Description
Hi guys,
I'm trying to simulate sequence under a bunch of different conditions. The vast majority of them work, but I've been hitting an uninformative error message with others:
extraVars <- commandArgs(trailingOnly=T)
#extraVars <- c("ortho_FALSE", 0.93, 50) # for testing only
library(polyester)
library(Biostrings)
setwd("~/orthoexon/simNGS/hg38_macFas5")
# FASTA annotation
hsFastaPath <- paste0(getwd(), "/fasta/hg38_ensembl84_orthoexon_", extraVars[2], "pc_", extraVars[1], ".fa")
hsFasta <- readDNAStringSet(hsFastaPath)
# ~20x coverage ----> reads per transcript = transcriptlength/readlength * 20
# here all transcripts will have ~equal FPKM
hsDepth <- round(20 * width(hsFasta) / 100)
# Simulate humans:
dir.create(file.path(paste0(getwd(), "/polyester/", extraVars[1], "_", extraVars[2], "_", extraVars[3], "bp/hg38")), showWarnings = F, recursive=T)
simulate_experiment(hsFastaPath, reads_per_transcript=hsDepth, num_reps=10, fold_changes=matrix(1, nrow=length(hsFasta)), outdir=paste0(getwd(), "/polyester/", extraVars[1], "_", extraVars[2], "_", extraVars[3], "bp/hg38"), readlen=as.numeric(extraVars[3]), paired=F, seed=round(11051984*as.numeric(extraVars[2])))

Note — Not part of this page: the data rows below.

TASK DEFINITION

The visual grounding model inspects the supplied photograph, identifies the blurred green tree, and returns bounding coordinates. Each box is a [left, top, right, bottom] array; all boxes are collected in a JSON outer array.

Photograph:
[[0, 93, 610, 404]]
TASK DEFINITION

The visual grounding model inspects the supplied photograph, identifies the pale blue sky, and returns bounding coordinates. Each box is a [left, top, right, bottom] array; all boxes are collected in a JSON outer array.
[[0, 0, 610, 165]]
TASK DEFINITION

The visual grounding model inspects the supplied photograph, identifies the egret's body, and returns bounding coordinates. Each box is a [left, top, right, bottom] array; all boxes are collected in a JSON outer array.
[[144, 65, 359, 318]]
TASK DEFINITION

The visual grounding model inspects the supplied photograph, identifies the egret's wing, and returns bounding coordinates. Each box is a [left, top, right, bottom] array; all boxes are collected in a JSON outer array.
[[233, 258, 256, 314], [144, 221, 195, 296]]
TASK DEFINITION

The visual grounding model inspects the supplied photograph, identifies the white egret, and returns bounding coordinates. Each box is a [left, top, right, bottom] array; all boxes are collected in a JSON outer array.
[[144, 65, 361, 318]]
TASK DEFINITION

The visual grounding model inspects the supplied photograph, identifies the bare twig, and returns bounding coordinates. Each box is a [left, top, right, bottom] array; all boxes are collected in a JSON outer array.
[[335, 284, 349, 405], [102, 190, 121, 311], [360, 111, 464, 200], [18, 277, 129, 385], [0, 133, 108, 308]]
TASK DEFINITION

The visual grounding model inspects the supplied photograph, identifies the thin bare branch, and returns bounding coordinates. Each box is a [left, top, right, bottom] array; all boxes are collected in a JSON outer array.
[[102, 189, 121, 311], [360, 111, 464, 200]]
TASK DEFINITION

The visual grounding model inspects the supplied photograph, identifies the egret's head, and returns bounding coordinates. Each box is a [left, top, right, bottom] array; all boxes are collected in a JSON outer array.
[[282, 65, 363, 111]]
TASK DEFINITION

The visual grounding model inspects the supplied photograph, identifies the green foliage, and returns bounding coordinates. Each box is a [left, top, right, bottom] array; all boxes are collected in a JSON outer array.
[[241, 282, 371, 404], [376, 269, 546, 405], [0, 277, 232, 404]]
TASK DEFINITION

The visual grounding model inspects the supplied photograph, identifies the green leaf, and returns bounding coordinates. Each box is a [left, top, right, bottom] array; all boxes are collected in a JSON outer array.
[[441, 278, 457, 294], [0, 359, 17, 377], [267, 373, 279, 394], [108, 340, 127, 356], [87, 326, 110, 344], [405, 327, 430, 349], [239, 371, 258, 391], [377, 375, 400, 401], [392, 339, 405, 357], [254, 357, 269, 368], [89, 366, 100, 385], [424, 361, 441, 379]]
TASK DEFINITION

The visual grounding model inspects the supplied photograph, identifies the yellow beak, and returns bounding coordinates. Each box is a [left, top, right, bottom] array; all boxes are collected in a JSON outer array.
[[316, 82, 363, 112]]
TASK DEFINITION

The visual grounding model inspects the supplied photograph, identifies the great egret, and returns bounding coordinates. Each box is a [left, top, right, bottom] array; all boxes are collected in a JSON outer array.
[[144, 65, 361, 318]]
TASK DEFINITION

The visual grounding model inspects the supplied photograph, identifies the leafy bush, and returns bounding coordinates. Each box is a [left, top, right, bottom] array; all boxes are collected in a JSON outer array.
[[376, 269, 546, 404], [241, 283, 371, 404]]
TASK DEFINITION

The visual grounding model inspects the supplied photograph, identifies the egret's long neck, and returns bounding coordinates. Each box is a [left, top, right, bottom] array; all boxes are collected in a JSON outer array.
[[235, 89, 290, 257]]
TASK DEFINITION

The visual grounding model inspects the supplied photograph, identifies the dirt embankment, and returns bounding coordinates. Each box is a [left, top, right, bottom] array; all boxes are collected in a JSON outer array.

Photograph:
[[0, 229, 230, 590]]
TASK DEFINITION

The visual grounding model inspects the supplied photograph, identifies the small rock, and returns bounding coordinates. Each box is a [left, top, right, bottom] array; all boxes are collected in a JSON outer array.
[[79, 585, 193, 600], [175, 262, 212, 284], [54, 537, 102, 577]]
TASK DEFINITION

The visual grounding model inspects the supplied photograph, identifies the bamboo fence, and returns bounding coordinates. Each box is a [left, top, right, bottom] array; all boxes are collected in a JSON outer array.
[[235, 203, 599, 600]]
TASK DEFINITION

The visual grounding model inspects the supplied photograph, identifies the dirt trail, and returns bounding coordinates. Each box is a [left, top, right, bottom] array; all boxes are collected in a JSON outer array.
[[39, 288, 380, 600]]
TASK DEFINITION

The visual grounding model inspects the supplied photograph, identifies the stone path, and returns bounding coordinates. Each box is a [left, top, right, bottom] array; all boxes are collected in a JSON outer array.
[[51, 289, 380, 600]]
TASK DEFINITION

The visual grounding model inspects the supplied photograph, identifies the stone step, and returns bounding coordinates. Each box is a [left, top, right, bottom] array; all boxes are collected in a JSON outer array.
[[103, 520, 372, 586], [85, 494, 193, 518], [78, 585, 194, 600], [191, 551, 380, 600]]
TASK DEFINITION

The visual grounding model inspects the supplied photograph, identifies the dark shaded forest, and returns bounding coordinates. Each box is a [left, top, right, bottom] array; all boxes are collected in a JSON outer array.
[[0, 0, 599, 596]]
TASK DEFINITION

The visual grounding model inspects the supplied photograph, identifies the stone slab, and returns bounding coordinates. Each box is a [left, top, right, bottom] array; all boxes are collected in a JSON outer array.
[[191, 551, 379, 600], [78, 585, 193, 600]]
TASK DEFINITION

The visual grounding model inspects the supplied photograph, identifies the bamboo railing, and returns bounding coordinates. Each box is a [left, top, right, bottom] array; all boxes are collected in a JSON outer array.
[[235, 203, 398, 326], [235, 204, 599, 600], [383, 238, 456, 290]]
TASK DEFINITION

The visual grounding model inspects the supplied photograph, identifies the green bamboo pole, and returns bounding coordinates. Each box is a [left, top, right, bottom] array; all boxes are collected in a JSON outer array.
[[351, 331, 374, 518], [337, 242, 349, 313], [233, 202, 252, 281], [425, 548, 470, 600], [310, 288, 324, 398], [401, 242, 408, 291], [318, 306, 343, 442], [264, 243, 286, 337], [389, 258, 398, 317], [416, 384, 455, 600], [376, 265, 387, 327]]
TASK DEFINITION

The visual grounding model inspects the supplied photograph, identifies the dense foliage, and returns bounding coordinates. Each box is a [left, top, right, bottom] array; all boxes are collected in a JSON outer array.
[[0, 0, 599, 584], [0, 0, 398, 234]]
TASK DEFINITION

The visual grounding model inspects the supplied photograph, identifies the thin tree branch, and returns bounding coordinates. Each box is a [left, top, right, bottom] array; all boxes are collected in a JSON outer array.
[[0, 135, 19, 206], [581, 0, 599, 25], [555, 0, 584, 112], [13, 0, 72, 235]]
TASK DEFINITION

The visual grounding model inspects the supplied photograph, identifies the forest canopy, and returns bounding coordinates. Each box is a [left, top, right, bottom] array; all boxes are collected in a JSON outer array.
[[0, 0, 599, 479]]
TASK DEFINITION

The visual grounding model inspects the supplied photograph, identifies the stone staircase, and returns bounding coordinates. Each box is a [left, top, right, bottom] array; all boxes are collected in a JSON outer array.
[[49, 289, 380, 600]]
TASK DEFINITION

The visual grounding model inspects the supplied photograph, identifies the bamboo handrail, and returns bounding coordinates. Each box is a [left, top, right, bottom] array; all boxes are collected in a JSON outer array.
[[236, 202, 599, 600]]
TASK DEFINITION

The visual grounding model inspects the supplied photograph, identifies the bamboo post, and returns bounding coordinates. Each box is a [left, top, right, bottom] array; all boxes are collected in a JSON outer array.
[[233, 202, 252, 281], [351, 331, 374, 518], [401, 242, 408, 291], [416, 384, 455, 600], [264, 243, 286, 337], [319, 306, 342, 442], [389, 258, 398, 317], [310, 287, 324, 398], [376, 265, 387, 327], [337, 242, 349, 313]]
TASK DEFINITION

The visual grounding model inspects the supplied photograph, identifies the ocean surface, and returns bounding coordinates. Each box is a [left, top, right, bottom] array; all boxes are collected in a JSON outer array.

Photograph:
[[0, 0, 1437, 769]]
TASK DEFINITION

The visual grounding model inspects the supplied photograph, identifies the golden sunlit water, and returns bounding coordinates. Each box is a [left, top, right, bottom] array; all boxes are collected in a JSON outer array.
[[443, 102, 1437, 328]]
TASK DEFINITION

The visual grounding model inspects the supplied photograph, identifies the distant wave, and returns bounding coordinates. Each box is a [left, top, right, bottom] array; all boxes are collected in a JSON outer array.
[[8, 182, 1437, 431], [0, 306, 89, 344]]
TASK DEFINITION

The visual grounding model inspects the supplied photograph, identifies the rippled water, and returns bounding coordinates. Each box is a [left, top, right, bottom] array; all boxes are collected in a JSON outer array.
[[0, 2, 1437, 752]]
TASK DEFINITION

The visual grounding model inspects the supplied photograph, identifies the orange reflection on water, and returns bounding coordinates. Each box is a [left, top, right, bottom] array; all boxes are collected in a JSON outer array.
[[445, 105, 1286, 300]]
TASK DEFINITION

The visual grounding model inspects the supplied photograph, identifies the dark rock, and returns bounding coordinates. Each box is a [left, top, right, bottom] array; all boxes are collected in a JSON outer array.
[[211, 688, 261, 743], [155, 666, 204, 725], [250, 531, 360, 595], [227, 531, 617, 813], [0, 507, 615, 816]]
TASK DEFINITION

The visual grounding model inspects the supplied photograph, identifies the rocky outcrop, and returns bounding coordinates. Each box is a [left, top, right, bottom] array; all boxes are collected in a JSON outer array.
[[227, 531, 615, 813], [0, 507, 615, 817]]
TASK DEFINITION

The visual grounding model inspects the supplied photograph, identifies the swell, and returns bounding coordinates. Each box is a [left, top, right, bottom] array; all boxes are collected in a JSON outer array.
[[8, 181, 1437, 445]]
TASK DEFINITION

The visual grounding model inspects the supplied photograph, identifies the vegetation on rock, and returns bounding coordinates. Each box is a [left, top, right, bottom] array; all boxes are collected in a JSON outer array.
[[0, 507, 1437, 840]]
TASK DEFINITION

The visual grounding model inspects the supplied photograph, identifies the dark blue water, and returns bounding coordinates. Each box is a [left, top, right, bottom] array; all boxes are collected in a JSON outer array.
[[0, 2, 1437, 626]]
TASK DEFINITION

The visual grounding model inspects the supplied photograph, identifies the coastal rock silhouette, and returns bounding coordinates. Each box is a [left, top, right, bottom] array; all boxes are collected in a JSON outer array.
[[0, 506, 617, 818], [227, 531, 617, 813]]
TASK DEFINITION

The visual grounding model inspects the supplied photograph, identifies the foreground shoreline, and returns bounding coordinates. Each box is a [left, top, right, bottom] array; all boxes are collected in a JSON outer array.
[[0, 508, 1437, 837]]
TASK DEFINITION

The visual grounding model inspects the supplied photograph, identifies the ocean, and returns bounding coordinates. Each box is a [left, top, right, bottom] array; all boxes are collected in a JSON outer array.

Often times, simulate_experiment
fails fairly quickly with this error message:
Error in .Call(.NAME, ..., PACKAGE = PACKAGE) :
negative length vectors are not allowed
I launch many jobs with the same script, for multiple values of extraVars[2], and only some are repeatedly and predictably failing; extraVars[3] is always either 50 or 100. I realise the problem is probably coming from my fasta input, but the files I use differ by thousands of lines and checking them manually is not really going to work, so any intuition you might have as to what is causing the error would really help me clean them up - thank you!!
(And, not to be captain obvious here, but here are the lengths for one of the failed runs:
summary(width(hsFasta))
Min. 1st Qu. Median Mean 3rd Qu. Max.
30 293 793 1486 2090 98920
summary(hsDepth)
Min. 1st Qu. Median Mean 3rd Qu. Max.
6.0 59.0 159.0 297.1 418.0 19780.0
there are no obvious negative lengths that I can find.)
Oh, also - for some reason this command yields 20 replicates instead of 10 per run of simulate_experiment. Any idea why? Not that I don't appreciate having twice as many samples as I need, I just couldn't find the answer in the manual.
sessionInfo()
R version 3.3.1 (2016-06-21)
Platform: x86_64-pc-linux-gnu (64-bit)
Running under: CentOS release 6.6 (Final)
locale:
[1] LC_CTYPE=en_US.UTF-8 LC_NUMERIC=C
[3] LC_TIME=en_US.UTF-8 LC_COLLATE=en_US.UTF-8
[5] LC_MONETARY=en_US.UTF-8 LC_MESSAGES=en_US.UTF-8
[7] LC_PAPER=en_US.UTF-8 LC_NAME=C
[9] LC_ADDRESS=C LC_TELEPHONE=C
[11] LC_MEASUREMENT=en_US.UTF-8 LC_IDENTIFICATION=C
attached base packages:
[1] stats4 parallel stats graphics grDevices utils datasets
[8] methods base
other attached packages:
[1] Biostrings_2.40.2 XVector_0.12.1 IRanges_2.6.1
[4] S4Vectors_0.10.3 BiocGenerics_0.18.0 polyester_1.8.3
loaded via a namespace (and not attached):
[1] zlibbioc_1.18.0